Peguero called CBC PAC’s support “an honor.”
“I’ve served and been mentored by a number of CBC members,” he said in a statement. “Now, I’m proud to have them in my corner in the fight for Miami’s working and middle-class families.”
A former federal homicide prosecutor born to immigrant parents from the Dominican Republic and Ecuador, Peguero’s government bona fides include a stint as an investigator for the congressional Jan. 6 Committee and work as Chief of Staff to U.S. Rep. Glenn Ivey, a Maryland Democrat.
Today, he works as a novelist and professor at St. Thomas University College of Law.

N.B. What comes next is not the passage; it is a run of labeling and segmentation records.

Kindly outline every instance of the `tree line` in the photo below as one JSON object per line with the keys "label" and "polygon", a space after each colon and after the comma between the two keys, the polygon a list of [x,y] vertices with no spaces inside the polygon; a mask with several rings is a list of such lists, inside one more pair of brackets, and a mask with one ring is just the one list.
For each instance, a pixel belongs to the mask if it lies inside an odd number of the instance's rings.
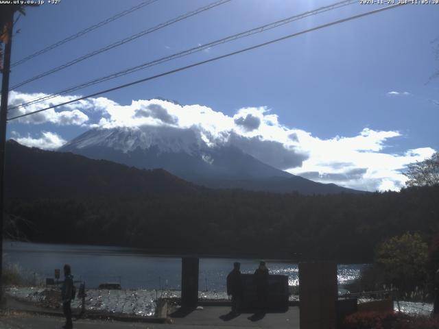
{"label": "tree line", "polygon": [[368,263],[379,243],[439,232],[439,186],[303,196],[241,190],[127,197],[14,199],[6,211],[32,241],[169,254]]}

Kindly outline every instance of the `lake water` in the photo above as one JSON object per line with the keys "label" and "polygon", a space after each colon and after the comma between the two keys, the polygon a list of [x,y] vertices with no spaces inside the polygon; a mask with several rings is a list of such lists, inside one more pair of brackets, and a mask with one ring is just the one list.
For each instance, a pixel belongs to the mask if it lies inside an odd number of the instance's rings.
{"label": "lake water", "polygon": [[[4,262],[18,265],[27,276],[39,282],[54,278],[55,269],[60,269],[62,276],[62,267],[69,263],[75,280],[85,281],[89,288],[104,282],[120,282],[123,289],[180,288],[181,258],[151,257],[140,249],[5,241],[3,253]],[[259,260],[200,258],[199,289],[224,292],[226,278],[235,261],[241,263],[242,273],[253,273]],[[290,285],[298,284],[297,264],[267,261],[267,266],[272,274],[288,276]],[[339,265],[339,284],[355,280],[363,266]]]}

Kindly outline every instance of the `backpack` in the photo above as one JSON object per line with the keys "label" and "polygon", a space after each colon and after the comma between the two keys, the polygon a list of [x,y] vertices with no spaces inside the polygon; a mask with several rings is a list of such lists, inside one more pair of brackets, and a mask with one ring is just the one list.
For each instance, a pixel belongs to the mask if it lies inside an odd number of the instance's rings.
{"label": "backpack", "polygon": [[74,300],[76,297],[76,287],[74,285],[71,286],[71,299]]}

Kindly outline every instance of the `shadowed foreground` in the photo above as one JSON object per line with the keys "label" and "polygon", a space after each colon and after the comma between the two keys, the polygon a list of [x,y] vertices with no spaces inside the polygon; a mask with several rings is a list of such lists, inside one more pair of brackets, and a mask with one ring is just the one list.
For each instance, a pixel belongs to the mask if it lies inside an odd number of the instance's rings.
{"label": "shadowed foreground", "polygon": [[[202,310],[194,310],[182,317],[172,319],[172,324],[119,322],[78,319],[73,321],[78,329],[104,328],[276,328],[298,329],[298,307],[290,307],[285,313],[268,313],[265,316],[243,313],[237,317],[230,316],[229,307],[206,306]],[[64,319],[60,317],[33,315],[27,313],[11,313],[0,318],[0,329],[51,329],[60,328]]]}

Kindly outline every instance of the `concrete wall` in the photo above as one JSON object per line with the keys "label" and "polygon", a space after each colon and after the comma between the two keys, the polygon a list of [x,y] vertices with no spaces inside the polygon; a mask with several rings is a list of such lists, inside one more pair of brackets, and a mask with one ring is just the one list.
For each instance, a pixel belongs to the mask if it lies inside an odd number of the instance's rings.
{"label": "concrete wall", "polygon": [[335,328],[337,293],[335,263],[300,263],[300,329]]}

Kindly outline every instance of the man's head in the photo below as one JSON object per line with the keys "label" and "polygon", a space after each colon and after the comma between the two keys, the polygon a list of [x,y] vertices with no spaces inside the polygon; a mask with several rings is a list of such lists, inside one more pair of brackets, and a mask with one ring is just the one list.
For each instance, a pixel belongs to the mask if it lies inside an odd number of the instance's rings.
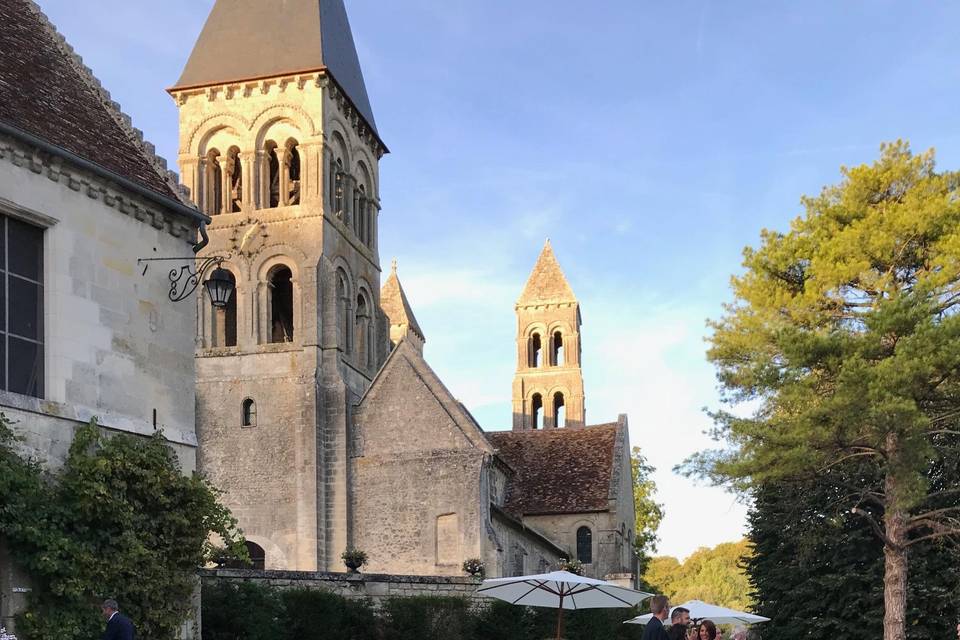
{"label": "man's head", "polygon": [[120,606],[117,604],[116,600],[113,598],[108,598],[107,600],[103,601],[102,605],[100,605],[100,611],[103,612],[103,617],[109,620],[110,616],[117,611],[120,611]]}
{"label": "man's head", "polygon": [[670,623],[679,624],[682,627],[687,626],[687,623],[690,622],[690,609],[684,609],[683,607],[676,607],[673,611],[670,612]]}
{"label": "man's head", "polygon": [[650,598],[650,613],[661,620],[667,619],[667,612],[670,611],[670,600],[667,596],[653,596]]}

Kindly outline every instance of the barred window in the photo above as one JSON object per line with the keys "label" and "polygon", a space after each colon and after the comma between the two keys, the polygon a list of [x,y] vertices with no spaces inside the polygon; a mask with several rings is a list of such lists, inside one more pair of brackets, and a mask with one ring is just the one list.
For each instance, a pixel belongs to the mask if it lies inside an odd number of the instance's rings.
{"label": "barred window", "polygon": [[43,230],[0,215],[0,389],[43,397]]}

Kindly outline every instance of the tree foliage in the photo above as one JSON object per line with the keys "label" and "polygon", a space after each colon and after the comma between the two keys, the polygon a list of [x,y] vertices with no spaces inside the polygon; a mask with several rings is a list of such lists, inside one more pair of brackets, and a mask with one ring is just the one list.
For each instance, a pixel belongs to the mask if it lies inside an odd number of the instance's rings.
{"label": "tree foliage", "polygon": [[657,531],[663,521],[663,504],[656,501],[655,469],[647,462],[640,447],[634,447],[630,456],[630,474],[633,480],[634,553],[640,559],[640,573],[644,572],[650,556],[660,541]]}
{"label": "tree foliage", "polygon": [[[960,482],[957,461],[935,472]],[[870,474],[870,475],[867,475]],[[836,467],[817,478],[769,482],[750,511],[754,553],[747,571],[756,613],[771,619],[777,640],[882,636],[883,543],[859,515],[843,508],[853,481],[875,471]],[[936,482],[936,480],[934,480]],[[960,614],[960,554],[944,542],[911,557],[907,637],[947,638]]]}
{"label": "tree foliage", "polygon": [[885,543],[884,635],[900,640],[907,549],[960,533],[960,493],[928,475],[960,433],[960,174],[903,142],[842,174],[744,251],[708,355],[725,399],[757,410],[717,413],[727,446],[685,468],[743,490],[849,460],[875,471],[846,500]]}
{"label": "tree foliage", "polygon": [[682,563],[659,556],[650,560],[643,580],[669,597],[671,604],[703,600],[749,611],[752,600],[744,562],[750,553],[747,541],[741,540],[697,549]]}
{"label": "tree foliage", "polygon": [[105,438],[80,427],[63,468],[25,461],[0,418],[0,534],[35,580],[17,622],[26,640],[99,635],[116,598],[144,640],[173,638],[216,534],[243,556],[236,521],[199,475],[183,475],[162,434]]}

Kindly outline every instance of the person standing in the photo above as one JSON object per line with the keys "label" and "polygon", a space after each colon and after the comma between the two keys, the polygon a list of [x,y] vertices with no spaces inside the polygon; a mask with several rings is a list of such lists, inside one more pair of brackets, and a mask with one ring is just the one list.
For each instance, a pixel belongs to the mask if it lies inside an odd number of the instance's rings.
{"label": "person standing", "polygon": [[663,628],[663,621],[670,615],[670,601],[667,596],[653,596],[650,599],[650,613],[653,617],[643,630],[643,640],[670,640]]}
{"label": "person standing", "polygon": [[107,628],[100,640],[134,640],[133,622],[120,613],[120,606],[116,600],[104,600],[100,605],[103,617],[107,619]]}

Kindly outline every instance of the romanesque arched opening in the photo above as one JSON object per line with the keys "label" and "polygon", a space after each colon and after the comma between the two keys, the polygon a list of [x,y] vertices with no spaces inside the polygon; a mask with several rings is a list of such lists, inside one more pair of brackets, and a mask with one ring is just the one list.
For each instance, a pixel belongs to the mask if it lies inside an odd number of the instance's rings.
{"label": "romanesque arched opening", "polygon": [[583,564],[593,562],[593,532],[590,527],[577,529],[577,560]]}
{"label": "romanesque arched opening", "polygon": [[539,393],[530,398],[530,426],[534,429],[543,428],[543,396]]}
{"label": "romanesque arched opening", "polygon": [[270,342],[293,342],[293,274],[278,265],[267,276]]}
{"label": "romanesque arched opening", "polygon": [[559,331],[553,332],[550,340],[550,364],[555,367],[562,367],[563,362],[563,334]]}
{"label": "romanesque arched opening", "polygon": [[257,403],[253,398],[244,399],[240,405],[240,425],[243,427],[257,426]]}
{"label": "romanesque arched opening", "polygon": [[558,429],[567,426],[567,410],[563,403],[563,394],[553,394],[553,426]]}
{"label": "romanesque arched opening", "polygon": [[543,358],[543,340],[540,338],[539,333],[534,333],[530,336],[530,362],[529,366],[534,369],[538,368],[541,364]]}

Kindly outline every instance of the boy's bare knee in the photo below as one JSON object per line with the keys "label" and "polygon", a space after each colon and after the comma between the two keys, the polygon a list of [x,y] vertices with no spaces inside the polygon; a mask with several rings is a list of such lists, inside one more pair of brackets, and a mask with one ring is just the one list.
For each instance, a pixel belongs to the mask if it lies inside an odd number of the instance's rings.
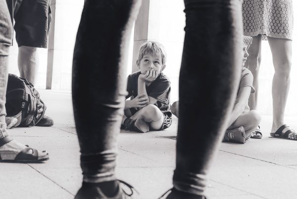
{"label": "boy's bare knee", "polygon": [[153,104],[148,104],[143,108],[143,116],[147,119],[154,120],[156,117],[160,116],[161,111]]}
{"label": "boy's bare knee", "polygon": [[257,126],[261,122],[261,119],[262,119],[260,113],[255,110],[251,110],[250,112],[252,116],[252,119],[253,120],[253,123],[255,124],[255,126]]}

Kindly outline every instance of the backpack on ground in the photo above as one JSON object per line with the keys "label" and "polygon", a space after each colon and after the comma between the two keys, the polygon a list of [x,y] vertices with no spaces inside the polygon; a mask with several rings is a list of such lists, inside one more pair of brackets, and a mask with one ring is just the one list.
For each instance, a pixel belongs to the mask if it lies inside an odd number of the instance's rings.
{"label": "backpack on ground", "polygon": [[26,79],[13,74],[8,74],[5,106],[7,117],[18,119],[15,126],[36,125],[47,109],[33,85]]}

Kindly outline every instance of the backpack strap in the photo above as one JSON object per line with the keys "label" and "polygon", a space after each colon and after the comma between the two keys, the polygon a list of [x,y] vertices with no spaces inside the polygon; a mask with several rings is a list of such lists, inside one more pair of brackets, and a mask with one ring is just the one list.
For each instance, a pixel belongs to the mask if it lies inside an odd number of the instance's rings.
{"label": "backpack strap", "polygon": [[28,95],[26,94],[25,89],[23,88],[17,88],[8,91],[6,94],[6,101],[10,99],[22,99],[28,102]]}

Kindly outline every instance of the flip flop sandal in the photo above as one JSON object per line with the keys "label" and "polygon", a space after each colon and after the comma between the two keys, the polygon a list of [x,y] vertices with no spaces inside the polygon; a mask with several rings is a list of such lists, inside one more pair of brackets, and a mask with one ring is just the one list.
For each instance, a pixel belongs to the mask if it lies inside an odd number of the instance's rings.
{"label": "flip flop sandal", "polygon": [[253,139],[261,139],[263,135],[262,135],[262,132],[260,129],[260,126],[258,126],[258,128],[251,133],[251,136],[250,138]]}
{"label": "flip flop sandal", "polygon": [[[289,130],[284,132],[285,128],[289,127]],[[289,135],[291,135],[289,136]],[[297,140],[297,133],[295,131],[286,124],[284,124],[279,128],[275,133],[270,133],[270,136],[279,138],[286,139],[288,140]]]}
{"label": "flip flop sandal", "polygon": [[[9,142],[12,140],[12,138],[9,137],[5,137],[0,140],[0,146]],[[0,154],[0,162],[22,162],[22,163],[34,163],[40,162],[48,160],[50,158],[49,153],[46,151],[43,151],[42,152],[39,152],[37,150],[30,147],[28,145],[26,148],[21,151],[15,157],[14,159],[5,159],[2,158]],[[32,150],[32,154],[27,154],[30,151]]]}

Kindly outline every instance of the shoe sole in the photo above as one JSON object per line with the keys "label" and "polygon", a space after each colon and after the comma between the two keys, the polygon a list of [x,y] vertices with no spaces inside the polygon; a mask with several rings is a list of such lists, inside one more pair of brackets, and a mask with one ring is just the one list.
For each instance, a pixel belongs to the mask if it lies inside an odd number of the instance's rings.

Peguero will face at least two Primary opponents in Florida’s 27th Congressional District: accountant Alexander Fornino and entrepreneur Richard Lamondin.
Through the last reporting period that ended Sept. 30, Peguero raised $330,000, while Lamondin amassed $453,000 and Fornino collected $25,000.
Salazar, meanwhile, has amassed $681,000 since winning re-election to a third term last year by 21 percentage points. She also has more than $1.64 million in reserves, according to Federal Election Commission records.
CD 27 — one of three Florida districts that the Democratic Congressional Campaign Committee has highlighted as “in play” — covers Miami, Coral Gables, Cutler Bay, Key Biscayne, Pinecrest, North Bay Village, South Miami, West Miami and several unincorporated areas.